I don’t know where the other guys on my squad are, but they’re not here, so I take the silence as a gift.

I’m not there for three minutes when there’s a thump on the door, like someone’s trying to open it with their hands full. Before I can even sit up, there’s another thump, then another.

I’ve just gotten on my feet when the door creaks open and a yellow-and-white snout pokes through, followed by the rest of a very furry dog.

I guess that door doesn’t latch too well, I think, then walk to the door and pull it open.

There’s no one there. The dog walks into the living room and looks around expectantly, like it owns the place, and I raise my eyebrows.

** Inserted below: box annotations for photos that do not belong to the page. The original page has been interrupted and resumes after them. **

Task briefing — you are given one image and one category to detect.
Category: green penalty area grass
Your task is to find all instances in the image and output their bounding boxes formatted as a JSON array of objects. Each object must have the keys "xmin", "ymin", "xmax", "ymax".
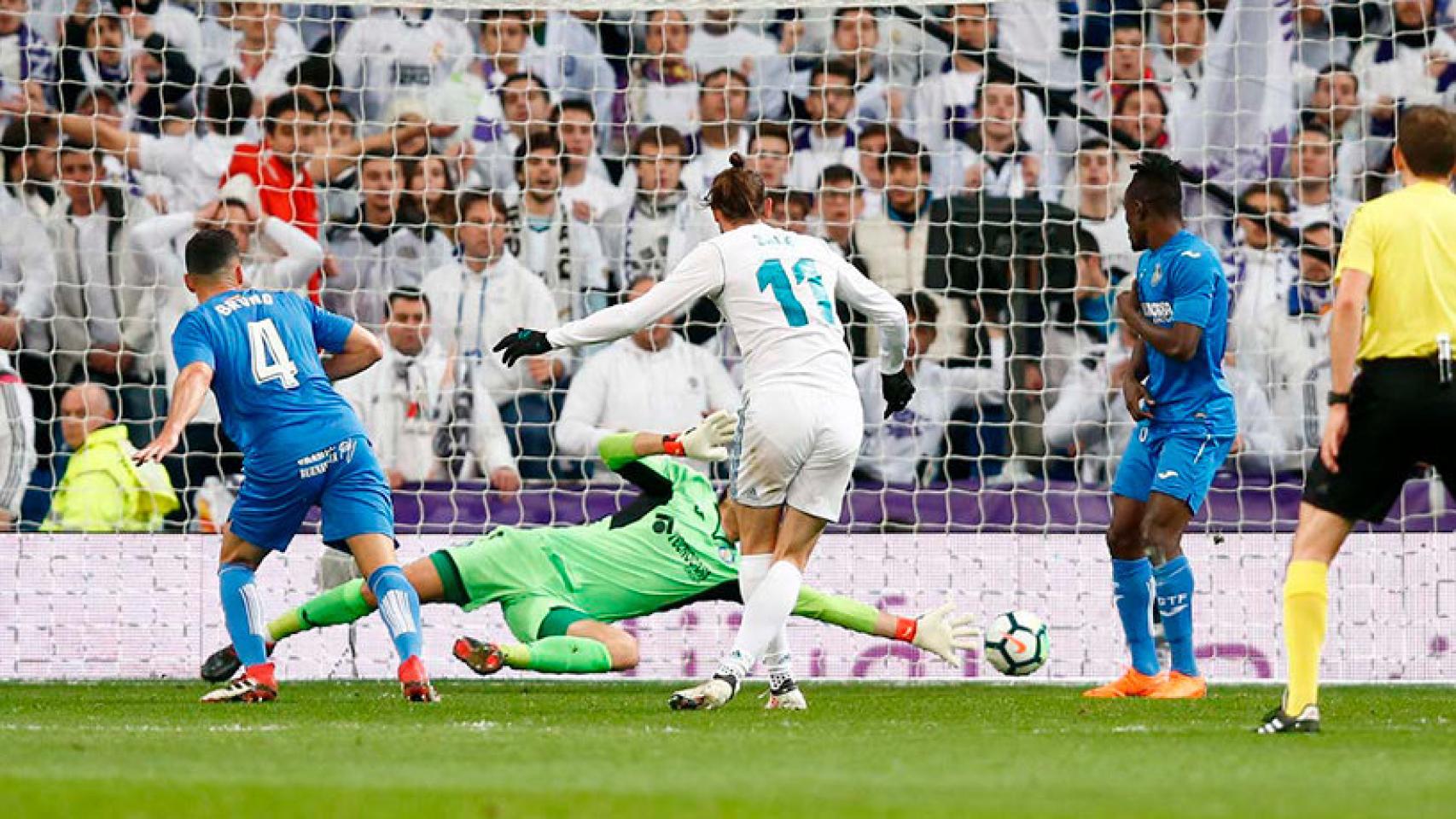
[{"xmin": 0, "ymin": 681, "xmax": 1456, "ymax": 819}]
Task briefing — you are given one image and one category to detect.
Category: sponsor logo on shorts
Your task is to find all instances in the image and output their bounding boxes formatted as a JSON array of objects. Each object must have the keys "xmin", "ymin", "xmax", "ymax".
[
  {"xmin": 1143, "ymin": 301, "xmax": 1174, "ymax": 324},
  {"xmin": 295, "ymin": 438, "xmax": 358, "ymax": 477}
]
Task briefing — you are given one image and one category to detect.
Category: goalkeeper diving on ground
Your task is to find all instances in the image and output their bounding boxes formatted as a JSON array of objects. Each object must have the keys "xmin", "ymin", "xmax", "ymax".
[{"xmin": 202, "ymin": 412, "xmax": 978, "ymax": 708}]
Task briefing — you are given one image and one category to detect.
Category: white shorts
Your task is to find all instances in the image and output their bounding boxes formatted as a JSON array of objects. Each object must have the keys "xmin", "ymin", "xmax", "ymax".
[{"xmin": 732, "ymin": 387, "xmax": 865, "ymax": 520}]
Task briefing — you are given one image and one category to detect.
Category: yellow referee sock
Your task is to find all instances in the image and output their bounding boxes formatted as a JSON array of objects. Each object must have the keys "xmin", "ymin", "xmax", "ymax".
[{"xmin": 1284, "ymin": 560, "xmax": 1330, "ymax": 716}]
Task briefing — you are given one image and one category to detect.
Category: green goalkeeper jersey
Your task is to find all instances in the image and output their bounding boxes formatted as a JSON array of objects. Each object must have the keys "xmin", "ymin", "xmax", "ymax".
[{"xmin": 448, "ymin": 456, "xmax": 738, "ymax": 630}]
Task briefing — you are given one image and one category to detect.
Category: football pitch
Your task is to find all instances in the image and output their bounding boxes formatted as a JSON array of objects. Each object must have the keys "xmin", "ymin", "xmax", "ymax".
[{"xmin": 0, "ymin": 681, "xmax": 1456, "ymax": 819}]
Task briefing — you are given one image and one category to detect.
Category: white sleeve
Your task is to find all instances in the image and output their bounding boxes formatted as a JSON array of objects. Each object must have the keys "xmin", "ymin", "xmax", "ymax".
[
  {"xmin": 131, "ymin": 211, "xmax": 196, "ymax": 281},
  {"xmin": 137, "ymin": 134, "xmax": 196, "ymax": 179},
  {"xmin": 945, "ymin": 338, "xmax": 1006, "ymax": 406},
  {"xmin": 546, "ymin": 243, "xmax": 728, "ymax": 348},
  {"xmin": 4, "ymin": 208, "xmax": 55, "ymax": 320},
  {"xmin": 470, "ymin": 378, "xmax": 520, "ymax": 477},
  {"xmin": 264, "ymin": 217, "xmax": 323, "ymax": 288},
  {"xmin": 0, "ymin": 375, "xmax": 37, "ymax": 520},
  {"xmin": 838, "ymin": 258, "xmax": 910, "ymax": 375},
  {"xmin": 556, "ymin": 355, "xmax": 612, "ymax": 456}
]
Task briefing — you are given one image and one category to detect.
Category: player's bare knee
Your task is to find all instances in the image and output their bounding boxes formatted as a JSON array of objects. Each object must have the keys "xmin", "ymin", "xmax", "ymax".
[
  {"xmin": 1107, "ymin": 526, "xmax": 1143, "ymax": 560},
  {"xmin": 603, "ymin": 631, "xmax": 641, "ymax": 671}
]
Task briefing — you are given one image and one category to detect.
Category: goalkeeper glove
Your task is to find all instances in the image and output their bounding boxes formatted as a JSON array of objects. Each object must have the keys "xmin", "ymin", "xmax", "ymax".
[
  {"xmin": 662, "ymin": 410, "xmax": 738, "ymax": 462},
  {"xmin": 879, "ymin": 368, "xmax": 914, "ymax": 417},
  {"xmin": 910, "ymin": 602, "xmax": 981, "ymax": 668},
  {"xmin": 492, "ymin": 328, "xmax": 552, "ymax": 367}
]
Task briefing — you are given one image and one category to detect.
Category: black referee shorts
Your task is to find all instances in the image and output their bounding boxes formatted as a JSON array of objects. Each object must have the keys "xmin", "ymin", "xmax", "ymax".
[{"xmin": 1305, "ymin": 357, "xmax": 1456, "ymax": 522}]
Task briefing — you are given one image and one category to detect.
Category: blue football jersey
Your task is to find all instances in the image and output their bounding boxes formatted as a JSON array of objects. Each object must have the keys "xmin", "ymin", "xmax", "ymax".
[
  {"xmin": 172, "ymin": 289, "xmax": 364, "ymax": 471},
  {"xmin": 1137, "ymin": 229, "xmax": 1238, "ymax": 435}
]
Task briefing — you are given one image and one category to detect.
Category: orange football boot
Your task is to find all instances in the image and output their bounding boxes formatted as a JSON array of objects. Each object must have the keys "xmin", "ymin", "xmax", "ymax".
[
  {"xmin": 1082, "ymin": 668, "xmax": 1168, "ymax": 700},
  {"xmin": 1147, "ymin": 671, "xmax": 1208, "ymax": 700}
]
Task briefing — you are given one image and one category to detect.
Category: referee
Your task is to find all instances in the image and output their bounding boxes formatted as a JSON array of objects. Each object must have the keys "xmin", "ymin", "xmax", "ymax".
[{"xmin": 1258, "ymin": 106, "xmax": 1456, "ymax": 733}]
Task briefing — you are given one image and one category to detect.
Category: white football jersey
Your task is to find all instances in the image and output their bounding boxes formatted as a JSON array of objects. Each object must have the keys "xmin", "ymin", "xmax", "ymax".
[{"xmin": 547, "ymin": 223, "xmax": 909, "ymax": 402}]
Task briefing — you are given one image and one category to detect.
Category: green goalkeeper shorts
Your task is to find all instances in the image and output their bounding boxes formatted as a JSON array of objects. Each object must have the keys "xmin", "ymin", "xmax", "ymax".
[{"xmin": 429, "ymin": 528, "xmax": 590, "ymax": 643}]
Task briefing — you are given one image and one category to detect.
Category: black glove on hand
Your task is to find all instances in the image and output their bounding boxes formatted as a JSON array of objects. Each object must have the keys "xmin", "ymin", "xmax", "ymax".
[
  {"xmin": 879, "ymin": 369, "xmax": 914, "ymax": 417},
  {"xmin": 493, "ymin": 328, "xmax": 552, "ymax": 367}
]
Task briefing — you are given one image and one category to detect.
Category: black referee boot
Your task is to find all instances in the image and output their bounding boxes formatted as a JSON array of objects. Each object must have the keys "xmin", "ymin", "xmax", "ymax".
[{"xmin": 1255, "ymin": 706, "xmax": 1319, "ymax": 733}]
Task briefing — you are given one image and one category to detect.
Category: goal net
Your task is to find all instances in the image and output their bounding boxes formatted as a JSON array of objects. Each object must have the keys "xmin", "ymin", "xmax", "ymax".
[{"xmin": 0, "ymin": 0, "xmax": 1456, "ymax": 679}]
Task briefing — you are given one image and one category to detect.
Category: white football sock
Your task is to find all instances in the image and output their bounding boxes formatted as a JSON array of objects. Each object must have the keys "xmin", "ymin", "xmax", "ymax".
[
  {"xmin": 719, "ymin": 560, "xmax": 804, "ymax": 679},
  {"xmin": 738, "ymin": 555, "xmax": 796, "ymax": 687}
]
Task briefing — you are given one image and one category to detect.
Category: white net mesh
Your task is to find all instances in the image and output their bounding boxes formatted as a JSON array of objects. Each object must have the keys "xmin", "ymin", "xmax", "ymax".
[{"xmin": 0, "ymin": 0, "xmax": 1456, "ymax": 677}]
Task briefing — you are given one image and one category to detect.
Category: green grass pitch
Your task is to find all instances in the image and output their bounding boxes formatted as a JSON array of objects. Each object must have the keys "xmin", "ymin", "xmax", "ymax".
[{"xmin": 0, "ymin": 681, "xmax": 1456, "ymax": 819}]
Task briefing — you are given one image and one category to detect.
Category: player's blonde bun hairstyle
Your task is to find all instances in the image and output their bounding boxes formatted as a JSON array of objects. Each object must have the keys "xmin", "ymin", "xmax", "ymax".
[{"xmin": 708, "ymin": 151, "xmax": 767, "ymax": 221}]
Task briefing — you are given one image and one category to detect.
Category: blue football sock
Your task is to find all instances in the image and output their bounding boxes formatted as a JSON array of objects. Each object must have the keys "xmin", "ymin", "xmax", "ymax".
[
  {"xmin": 1112, "ymin": 557, "xmax": 1159, "ymax": 675},
  {"xmin": 369, "ymin": 565, "xmax": 421, "ymax": 662},
  {"xmin": 217, "ymin": 563, "xmax": 268, "ymax": 668},
  {"xmin": 1153, "ymin": 555, "xmax": 1198, "ymax": 677}
]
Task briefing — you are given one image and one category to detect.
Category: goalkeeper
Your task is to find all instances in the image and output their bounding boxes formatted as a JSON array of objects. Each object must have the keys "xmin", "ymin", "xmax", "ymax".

“Okay, c’mere,” I say, and it turns around obediently, bumping its head into my hands. I scratch it behind the ears, and the dog starts wagging its tail and pushing its body against my legs, tongue lolling.

God, I miss dogs.

Before I know it I’m on the floor, play-wrestling and letting it lick my face, scratching that spot right above the tail that makes it hop a little in the air, it’s so excited. I think it’s a female dog, though I haven’t gotten quite well enough acquainted to check.

Finally, I grab the collar and look at the nametag: TROUT.

“You’re Trout?” I ask.

Trout licks my face.

“Atta girl,” I say.

She licks me again, and I laugh.

“Trout, where are your people?” I ask, but she just pants in my face.

I flip the tag over to find a phone number. Scratching under her chin, I pull out my phone and dial it.

“Someone’s probably worried about you,” I say, and Trout lays on the floor and rolls over, requesting a belly rub.

As I sink my hand into her shaggy fur, I hear something I haven’t heard since cell phones became common: a busy signal. I look at my phone in confusion for a moment, then shrug and put it back.

“Guess you’re mine now,” I say to Trout.